Greatest hits album by James Reyne
- Released: 8 November 1992
- Genre: Rock, pop
- Length: 68:17
- Label: Virgin Records, EMI Music, Capitol Records
- Producer: Davitt Sigerson, James Reyne, John Hudson, Simon Hussey, Tony Joe White

James Reyne albums chronology
| Electric Digger Dandy (1991) | The Best (1992) | The Whiff of Bedlam (1994) |

Singles from The Best
- "Way Out West" Released: March 1992;

= The Best (James Reyne album) =

The Best is the first greatest hits album by Australian singer-songwriter, James Reyne. The album peaked at number 16 on the ARIA Charts.
It includes the track "Way Out West" with James Blundell which peaked at number 2 in April 1992.

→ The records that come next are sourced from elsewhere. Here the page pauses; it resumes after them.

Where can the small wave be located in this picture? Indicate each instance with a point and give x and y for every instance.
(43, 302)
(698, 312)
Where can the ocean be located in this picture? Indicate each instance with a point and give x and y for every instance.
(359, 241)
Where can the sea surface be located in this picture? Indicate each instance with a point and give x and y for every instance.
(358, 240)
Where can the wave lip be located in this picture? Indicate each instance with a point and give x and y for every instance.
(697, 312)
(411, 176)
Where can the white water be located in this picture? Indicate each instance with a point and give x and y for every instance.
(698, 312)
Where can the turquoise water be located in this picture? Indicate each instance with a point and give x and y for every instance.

In October 2025, the album was released on vinyl for the first time.

Professional ratings
Review scores
| Source | Rating |
| Allmusic | Star |

==Track listing==
- CD/ Cassette (Virgin/ EMI/ Capitol Records – 7807582)
1. "Fall of Rome" - 4:57
2. "Hammerhead" - 4:46
3. "Rip it Up" - 5:42
4. "Motor's Too Fast" - 4:20
5. "Outback Woman" - 3:38
6. "One More River" - 4:01
7. "Stood Up" - 4:54
8. "Slave" - 4:13
9. "Any Day Above Ground" - 3:38
10. "Some People" - 4:14
11. "Wake Up Deadman" - 3:43
12. "Way Out West" (with James Blundell) - 3:59
13. "Reckless" - 5:19
14. "Heaven on a Stick" - 3:24
15. "Always the Way"	- 7:23

- tracks 1–4, 14-15 taken from the album James Reyne
- tracks 6, 11 taken from the album Hard Reyne
- tracks 5, 7–10, 13 taken from the album Electric Digger Dandy

==Charts==
===Weekly charts===

| Chart (1992–93) | Peak position |
|---|---|
| Australian Albums (ARIA) | 16 |

===Year-end charts===

| Chart (1992) | Peak position |
|---|---|
| Australian Albums (ARIA) | 67 |

==Certifications==

| Region | Certification | Certified units/sales |
| Australia (ARIA) | Gold | 35,000^{^} |
^{^} Shipments figures based on certification alone.